Detection: Knowing Before the Client Does
The worst version of third-party downtime is when the client calls to report that their checkout is broken and you are hearing about the Stripe outage for the first time. The client now knows the agency is not watching their site, or at least not effectively.
The better version is that your monitoring system detects the vendor incident, your team is already aware of it and investigating, and when the client calls you can immediately say: "Yes, we have been watching this — it is a Stripe outage that started 40 minutes ago. Here is what we know."
Achieving this requires monitoring vendor status feeds, not just checking whether your client's URL returns a 200. URL availability checks will eventually reflect the outage, but they will not tell you what vendor caused it, how severe it is, or when it is expected to resolve. That information lives on the vendor's status page.
The First Response (Minutes 0–15)
The goal of the first response is to communicate two things quickly:
- We are aware of the problem.
- We know (or are working to confirm) the cause.
A first response that does both:
"Hi [Name], we are aware that the checkout flow is experiencing issues. We have identified this as an ongoing Stripe outage affecting payment processing — this is not isolated to your site. We are monitoring their status page for updates and will send you a note as soon as they confirm resolution. [Stripe status page link]."
A first response that does neither:
"Thanks for reaching out, we are looking into this and will get back to you shortly."
The second version is worse than saying nothing, because it implies the agency does not yet know what is wrong.

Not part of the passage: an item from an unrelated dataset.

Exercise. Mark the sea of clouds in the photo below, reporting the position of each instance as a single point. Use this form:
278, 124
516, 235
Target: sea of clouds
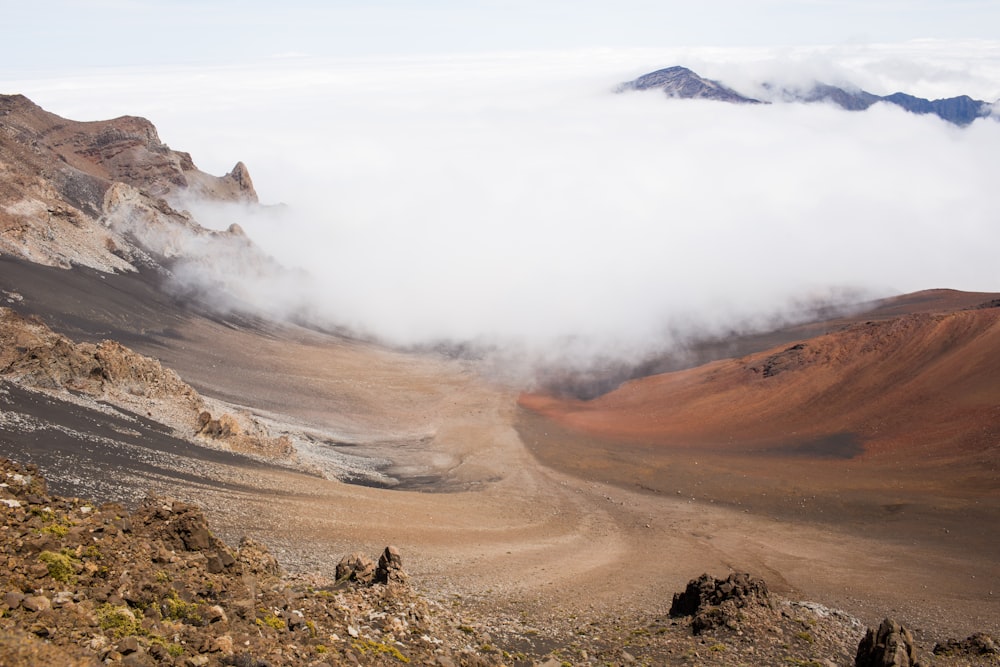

In the time it takes to send that message, a client who can search "[vendor] outage" can find more information than the agency is providing.
What to Include in Status Updates
For an ongoing third-party outage that is affecting a client site, send updates at predictable intervals — every 30–60 minutes if the outage is ongoing — rather than waiting until it resolves. Silence during an outage reads as neglect.
Each update should include:
Current status. Is the outage ongoing? Has it been resolved? Is it partially resolved?
Source. Link to the vendor's own status page. This serves two purposes: it gives the client a place to check between your updates, and it makes clear that the cause is the vendor, not the agency.
Impact scope. Is this affecting all users, some users, a specific region, a specific product? Vendors often provide this detail on their status page.
Estimated resolution. If the vendor has provided an ETA, include it. If they have not, say so explicitly rather than guessing.
What you are doing. During a third-party outage, what the agency is doing is monitoring the vendor's status page and preparing to verify resolution. Be honest about this — "we are monitoring their status page and will verify your site returns to normal as soon as they report resolution" is accurate and professional.
Communicating That It Is Not Your Fault (Without Being Defensive)
The instinct during a third-party outage is to emphasise that it is not the agency's fault. This is understandable, but executed poorly it sounds defensive and shifts focus away from what the client actually needs, which is information and a resolution timeline.
The better approach is to make the cause clear, once, early, and then focus the rest of the communication on status and resolution. The client does not need to be told repeatedly that it is Stripe's fault — they need to know what is happening and when it will be over.
Phrases that communicate cause without being defensive:
- "This is an active [Vendor] outage affecting payment processing across their platform."
- "Our monitoring picked this up as a [Vendor] incident at [time]."
- "The issue is on [Vendor]'s side — we are tracking their status page."
After Resolution: The Incident Close
When the vendor reports resolution, do not assume the client's site is immediately back to normal. Verify it. Check that the specific functionality that was failing is working again, then communicate:
"Stripe has confirmed the outage is resolved. I have verified that checkout is working normally on your site — tested at [time] from [location]. Total downtime for your checkout: approximately [N] hours from [start time] to [end time]. Let me know if you see anything that still looks off."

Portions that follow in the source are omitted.